In this handout photo taken from video released by Russian Defense Ministry Press Service on Tuesday, Russian Gen. Sergei Surovikin speaks during an interview, describing the situation for Russian forces in the Kherson region as "very difficult." (Russian Defense Ministry Press Service via AP)

Surovikin — who has overseen the mass bombardment of Ukrainian cities since taking over — accused Kyiv of targeting civilians and said Russia's focus was now on saving lives.

"We will operate with the goal of maximizing the safety of civilian population and our soldiers. That is our priority," Surovikin said to the Zvezda channel, a state media outlet funded by Russia's Defense Ministry.

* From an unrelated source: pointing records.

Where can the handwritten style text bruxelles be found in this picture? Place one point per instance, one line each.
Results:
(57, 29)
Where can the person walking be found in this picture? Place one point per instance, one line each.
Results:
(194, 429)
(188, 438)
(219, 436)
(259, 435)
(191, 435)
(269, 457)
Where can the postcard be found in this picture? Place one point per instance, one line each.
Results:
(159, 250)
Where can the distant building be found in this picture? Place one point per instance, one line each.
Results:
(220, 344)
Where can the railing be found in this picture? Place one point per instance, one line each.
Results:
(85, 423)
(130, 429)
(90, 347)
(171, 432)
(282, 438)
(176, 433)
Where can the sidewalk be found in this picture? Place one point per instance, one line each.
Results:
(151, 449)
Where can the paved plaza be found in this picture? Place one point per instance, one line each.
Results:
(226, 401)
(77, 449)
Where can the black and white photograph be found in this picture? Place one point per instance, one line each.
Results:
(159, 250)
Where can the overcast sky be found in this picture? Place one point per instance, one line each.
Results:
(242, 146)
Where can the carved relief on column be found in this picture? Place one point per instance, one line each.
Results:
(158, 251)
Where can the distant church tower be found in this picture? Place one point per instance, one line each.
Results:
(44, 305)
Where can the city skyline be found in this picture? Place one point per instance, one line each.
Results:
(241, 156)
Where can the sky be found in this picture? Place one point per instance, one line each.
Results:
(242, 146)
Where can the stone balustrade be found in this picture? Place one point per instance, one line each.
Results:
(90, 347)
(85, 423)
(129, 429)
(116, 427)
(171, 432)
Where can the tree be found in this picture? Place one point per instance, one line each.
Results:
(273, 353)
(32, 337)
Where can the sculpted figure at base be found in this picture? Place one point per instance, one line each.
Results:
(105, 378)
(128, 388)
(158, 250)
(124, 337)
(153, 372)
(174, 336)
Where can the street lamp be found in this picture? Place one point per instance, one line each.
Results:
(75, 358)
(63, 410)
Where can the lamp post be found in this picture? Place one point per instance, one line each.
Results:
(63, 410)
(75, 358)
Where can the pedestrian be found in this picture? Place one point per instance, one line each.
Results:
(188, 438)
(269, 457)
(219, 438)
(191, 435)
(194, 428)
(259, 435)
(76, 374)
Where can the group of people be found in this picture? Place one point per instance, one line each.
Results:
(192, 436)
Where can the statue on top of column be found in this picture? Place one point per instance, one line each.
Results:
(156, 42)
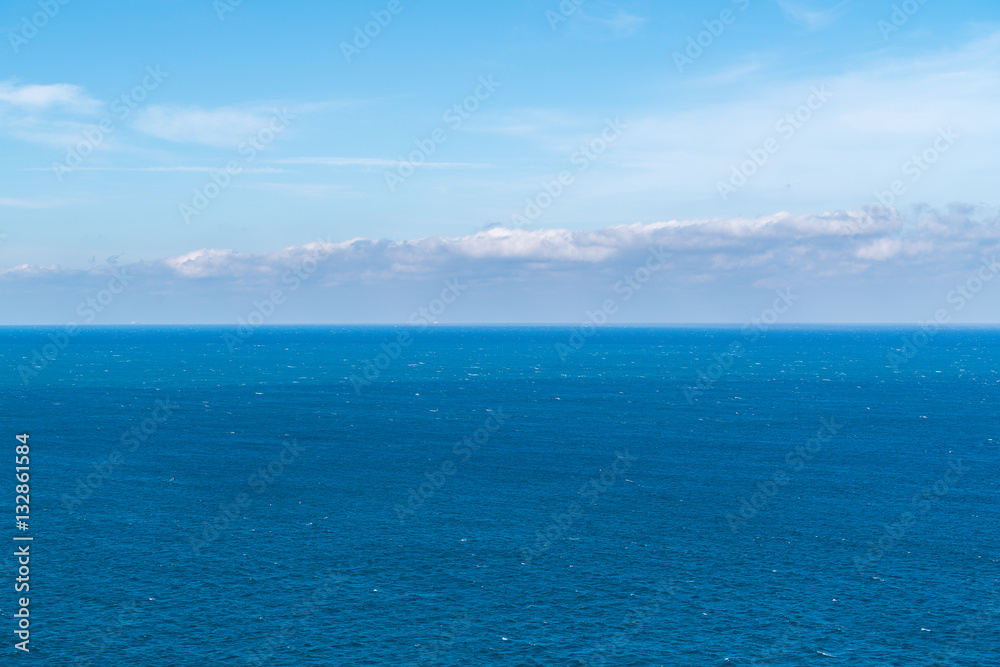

The Institute for the Study of War, a Washington, D.C.-based think tank, suggested similar schemes are a "pretext for deporting Ukrainian citizens to Russian territory as they populate occupied areas with Russian citizens."

It was unclear how many residents were heeding the Russian warnings to evacuate.

A travel ban for Kherson starts next week

According to Russian state media, Kherson residents received text messages with instructions to catch evacuation buses out of the city.

Pro-Kremlin media reports also showed people with bags lined up to catch ferry boats across the Dnipro River.

Separately, the Russian-backed authorities announced they were closing off travel into Kherson for the next week.

Kherson is one of four Ukrainian regions Russia claimed to have formally annexed following a series of staged referendums in September.

Both the so-called referendums and annexation bids have been widely denounced by the international community.

Despite claiming the lands as part of the Russian Federation, Moscow's forces never managed to establish full control over the territories.